Gözlerimizden tanıdık birbirimizi. Daha iyi duymak zorunda olduk görmediğimiz için dudaklarımızı. Aile kalanlar daha çok birbirine sarıldı, kalamayanlar odalarına dağıldı. Herkes kendi sınavını kendi evinde yaşadı. Sokağa çıkabilenler şanslı mıydı, sokaktakiler evlerine koşarak mı dönüyordu? Bu hep tartışıldı. 

Temmuz sıcaktır demiştim, güzeldir de. Tam ortasıdır yazın. Tam sıcağı mevsimin, denizin kokusu, mahalledeki çocuğun sesi. Mangallar yanar, salatalar hazırlanır, hele o azıcık çimeni varsa bahçenin, üzerine masalar atılır. Balkondan insanlar sarkar. Severiz biz misafirleri, hadi bir sandalye daha çıkaralım, bir tabak daha koyalım masaya demeyi. Kalabalık bitirmenin keyfi çoktur geceyi.  

Özledik. Bir pazar sabahı kalabalık yapılan kahvaltıda masanın öbür ucuna tuzluğu uzatır mısın demeyi. Yan masadakilerin ne konuştuklarını dinlemeyi. Yakın arkadaşlarla çıkılan bir akşam yemeğinde bağıra çağıra konuşmayı özledik.  Ağzımızı kocaman açıp, kar tanelerini yutmayı özledik. Çizgilere basmadan yürüdüğümüz kaldırımları, bir taksiyi el işareti ile durdurmayı, yere düşen bir şeyi ağzımıza atmayı. Ansızın çıktığımız yolculukları, yol kenarında verdiğimiz molaları, yan yana konuşmayı, dip dibe oturmayı, kahve içip dertleşmeyi, o fincanı kapatıp güzel bir şey duymayı özledik. 

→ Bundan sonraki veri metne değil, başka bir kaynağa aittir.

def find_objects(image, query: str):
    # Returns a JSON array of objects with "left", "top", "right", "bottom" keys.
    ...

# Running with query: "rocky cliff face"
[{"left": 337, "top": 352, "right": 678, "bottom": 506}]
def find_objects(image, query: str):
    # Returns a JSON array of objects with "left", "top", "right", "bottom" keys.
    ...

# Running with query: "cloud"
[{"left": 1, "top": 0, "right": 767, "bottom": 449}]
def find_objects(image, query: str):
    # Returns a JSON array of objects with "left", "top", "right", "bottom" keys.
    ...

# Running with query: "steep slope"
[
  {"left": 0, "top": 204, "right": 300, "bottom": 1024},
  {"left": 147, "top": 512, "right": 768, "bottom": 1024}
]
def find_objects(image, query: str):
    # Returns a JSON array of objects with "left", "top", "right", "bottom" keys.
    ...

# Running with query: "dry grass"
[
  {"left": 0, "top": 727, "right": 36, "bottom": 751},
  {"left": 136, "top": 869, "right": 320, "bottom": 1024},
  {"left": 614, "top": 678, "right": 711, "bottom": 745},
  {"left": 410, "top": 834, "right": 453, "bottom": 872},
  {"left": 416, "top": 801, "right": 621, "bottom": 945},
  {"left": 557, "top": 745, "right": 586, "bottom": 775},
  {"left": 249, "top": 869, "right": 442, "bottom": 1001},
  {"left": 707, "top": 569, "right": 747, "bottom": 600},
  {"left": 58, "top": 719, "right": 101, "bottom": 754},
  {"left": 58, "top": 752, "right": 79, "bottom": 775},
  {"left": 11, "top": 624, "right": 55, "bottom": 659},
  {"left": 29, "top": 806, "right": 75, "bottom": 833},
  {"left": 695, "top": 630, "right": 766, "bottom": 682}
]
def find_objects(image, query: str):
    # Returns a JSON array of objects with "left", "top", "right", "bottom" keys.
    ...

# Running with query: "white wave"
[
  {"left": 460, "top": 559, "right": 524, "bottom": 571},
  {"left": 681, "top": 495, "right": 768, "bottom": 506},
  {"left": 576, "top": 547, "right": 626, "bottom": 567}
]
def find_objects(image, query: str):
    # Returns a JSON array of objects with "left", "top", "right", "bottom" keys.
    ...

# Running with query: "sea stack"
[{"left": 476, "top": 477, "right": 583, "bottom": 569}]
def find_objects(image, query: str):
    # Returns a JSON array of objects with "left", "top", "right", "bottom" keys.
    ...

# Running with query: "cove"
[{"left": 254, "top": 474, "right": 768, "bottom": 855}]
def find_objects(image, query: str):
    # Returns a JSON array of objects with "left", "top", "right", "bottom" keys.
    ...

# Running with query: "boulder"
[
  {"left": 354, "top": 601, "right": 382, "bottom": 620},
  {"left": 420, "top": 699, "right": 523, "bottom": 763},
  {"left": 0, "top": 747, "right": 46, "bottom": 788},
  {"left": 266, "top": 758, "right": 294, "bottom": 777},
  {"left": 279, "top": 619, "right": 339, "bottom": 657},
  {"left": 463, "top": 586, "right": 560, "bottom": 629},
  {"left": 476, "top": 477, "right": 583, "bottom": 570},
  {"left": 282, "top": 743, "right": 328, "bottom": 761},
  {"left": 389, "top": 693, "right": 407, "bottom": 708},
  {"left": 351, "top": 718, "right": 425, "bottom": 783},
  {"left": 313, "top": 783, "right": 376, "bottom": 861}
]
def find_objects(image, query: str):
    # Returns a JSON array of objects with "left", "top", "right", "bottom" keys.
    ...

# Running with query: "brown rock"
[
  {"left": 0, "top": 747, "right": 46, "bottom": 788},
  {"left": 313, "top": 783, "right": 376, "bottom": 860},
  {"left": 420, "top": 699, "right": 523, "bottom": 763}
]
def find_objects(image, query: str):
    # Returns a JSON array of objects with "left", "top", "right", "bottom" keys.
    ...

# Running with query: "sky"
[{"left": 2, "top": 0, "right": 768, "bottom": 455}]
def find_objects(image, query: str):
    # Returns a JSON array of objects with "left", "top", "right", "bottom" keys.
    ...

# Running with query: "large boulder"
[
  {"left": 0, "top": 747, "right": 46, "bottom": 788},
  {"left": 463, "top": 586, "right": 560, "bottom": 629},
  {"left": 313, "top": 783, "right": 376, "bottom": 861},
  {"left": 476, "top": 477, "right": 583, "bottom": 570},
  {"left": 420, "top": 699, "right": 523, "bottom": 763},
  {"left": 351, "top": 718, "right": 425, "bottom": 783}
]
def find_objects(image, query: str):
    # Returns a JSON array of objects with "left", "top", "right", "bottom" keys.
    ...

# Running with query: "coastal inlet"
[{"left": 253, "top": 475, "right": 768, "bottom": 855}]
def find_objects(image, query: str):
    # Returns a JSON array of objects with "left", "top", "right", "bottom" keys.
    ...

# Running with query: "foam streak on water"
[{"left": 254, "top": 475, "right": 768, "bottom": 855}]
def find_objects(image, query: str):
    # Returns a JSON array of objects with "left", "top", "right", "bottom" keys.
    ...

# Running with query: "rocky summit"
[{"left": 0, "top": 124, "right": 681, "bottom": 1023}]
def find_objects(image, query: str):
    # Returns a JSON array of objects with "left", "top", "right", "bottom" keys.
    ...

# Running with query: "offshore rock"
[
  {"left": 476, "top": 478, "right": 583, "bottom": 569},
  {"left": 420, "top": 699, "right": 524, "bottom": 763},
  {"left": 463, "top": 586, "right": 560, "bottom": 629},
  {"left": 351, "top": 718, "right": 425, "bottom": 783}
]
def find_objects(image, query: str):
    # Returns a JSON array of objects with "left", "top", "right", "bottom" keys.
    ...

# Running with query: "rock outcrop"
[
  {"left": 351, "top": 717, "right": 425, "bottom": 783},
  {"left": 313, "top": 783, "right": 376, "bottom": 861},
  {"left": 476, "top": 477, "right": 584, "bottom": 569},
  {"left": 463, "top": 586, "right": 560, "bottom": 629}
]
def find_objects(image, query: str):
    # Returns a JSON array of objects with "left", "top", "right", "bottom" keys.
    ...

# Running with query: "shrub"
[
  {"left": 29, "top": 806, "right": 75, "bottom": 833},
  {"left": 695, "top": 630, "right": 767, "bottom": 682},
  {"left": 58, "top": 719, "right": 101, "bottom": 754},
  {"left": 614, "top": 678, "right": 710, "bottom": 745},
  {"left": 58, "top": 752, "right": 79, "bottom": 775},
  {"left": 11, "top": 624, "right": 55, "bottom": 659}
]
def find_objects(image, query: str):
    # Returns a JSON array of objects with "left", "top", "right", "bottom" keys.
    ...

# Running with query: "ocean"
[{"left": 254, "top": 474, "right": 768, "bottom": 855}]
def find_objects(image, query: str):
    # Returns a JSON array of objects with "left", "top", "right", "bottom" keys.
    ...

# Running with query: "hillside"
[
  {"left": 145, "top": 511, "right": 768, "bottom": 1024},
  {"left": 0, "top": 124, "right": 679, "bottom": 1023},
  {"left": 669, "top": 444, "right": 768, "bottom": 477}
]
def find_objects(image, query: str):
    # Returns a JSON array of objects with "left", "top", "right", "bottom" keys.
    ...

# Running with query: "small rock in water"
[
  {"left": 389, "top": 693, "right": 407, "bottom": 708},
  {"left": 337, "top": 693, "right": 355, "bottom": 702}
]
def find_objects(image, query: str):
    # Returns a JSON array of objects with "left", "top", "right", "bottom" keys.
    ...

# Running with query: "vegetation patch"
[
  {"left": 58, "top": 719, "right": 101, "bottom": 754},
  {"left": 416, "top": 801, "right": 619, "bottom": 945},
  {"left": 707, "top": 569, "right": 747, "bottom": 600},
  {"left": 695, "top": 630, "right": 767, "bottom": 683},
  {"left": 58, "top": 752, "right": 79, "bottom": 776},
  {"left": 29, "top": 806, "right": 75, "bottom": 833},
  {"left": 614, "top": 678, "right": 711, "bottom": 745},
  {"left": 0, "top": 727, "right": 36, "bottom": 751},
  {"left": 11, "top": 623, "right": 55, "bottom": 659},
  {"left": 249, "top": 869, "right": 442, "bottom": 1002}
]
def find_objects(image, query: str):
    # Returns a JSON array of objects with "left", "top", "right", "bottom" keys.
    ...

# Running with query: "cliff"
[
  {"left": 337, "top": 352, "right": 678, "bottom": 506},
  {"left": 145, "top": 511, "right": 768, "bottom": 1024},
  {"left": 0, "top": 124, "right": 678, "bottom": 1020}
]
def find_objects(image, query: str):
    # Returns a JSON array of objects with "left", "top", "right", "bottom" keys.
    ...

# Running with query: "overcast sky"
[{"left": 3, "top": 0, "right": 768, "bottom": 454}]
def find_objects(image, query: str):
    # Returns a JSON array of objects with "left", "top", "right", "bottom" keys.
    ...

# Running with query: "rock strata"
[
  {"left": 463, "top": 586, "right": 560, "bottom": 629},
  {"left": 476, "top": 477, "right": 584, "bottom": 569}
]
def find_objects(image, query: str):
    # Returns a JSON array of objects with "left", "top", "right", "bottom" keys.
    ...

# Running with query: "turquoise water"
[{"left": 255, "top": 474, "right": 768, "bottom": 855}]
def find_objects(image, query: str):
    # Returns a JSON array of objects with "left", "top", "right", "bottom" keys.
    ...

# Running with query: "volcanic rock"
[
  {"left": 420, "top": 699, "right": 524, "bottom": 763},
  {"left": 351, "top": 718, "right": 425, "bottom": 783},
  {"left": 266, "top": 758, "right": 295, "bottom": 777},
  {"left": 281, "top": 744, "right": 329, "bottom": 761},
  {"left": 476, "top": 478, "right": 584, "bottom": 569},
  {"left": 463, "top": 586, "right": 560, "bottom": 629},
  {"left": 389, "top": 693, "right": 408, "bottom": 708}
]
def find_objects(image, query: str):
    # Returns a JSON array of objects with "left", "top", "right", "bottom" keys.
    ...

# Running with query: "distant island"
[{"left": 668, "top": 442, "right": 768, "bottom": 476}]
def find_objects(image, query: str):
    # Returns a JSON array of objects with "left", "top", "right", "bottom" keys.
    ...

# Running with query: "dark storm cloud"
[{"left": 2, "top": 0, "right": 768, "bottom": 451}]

Zordu, bekledik, hâlâ bekliyoruz. Ama Temmuz geldi. Temmuz sıcaktır. Bir Temmuz sıcağı gibi olmasını diliyoruz geleceklerin.  Öyle ki bazen gölgeye bile kaçmak iyi gelsin. Gelir pek tabii ki.

Zihnini Aç

Hadi elimize bir kitap alalım. En sevdiğimiz cümlesini bir yere yazalım. Sonra bu cümlenin bizi niye bu kadar etkilediğini düşünelim. (o çok sevdiğiniz cümleleri bana da yollamayı unutmayın)

Hayatını Aç

Hadi uzun zamandır görüşmediğin, aranıza kapanabilir mesafelerin girdiği, ama hep aklında olan o arkadaşını bugün ara. O dakikalar ikinize de iyi gelecektir.

Soru

En son kime ve ne için “hayır” dediniz? Kendinizi suçlu hissediyor musunuz?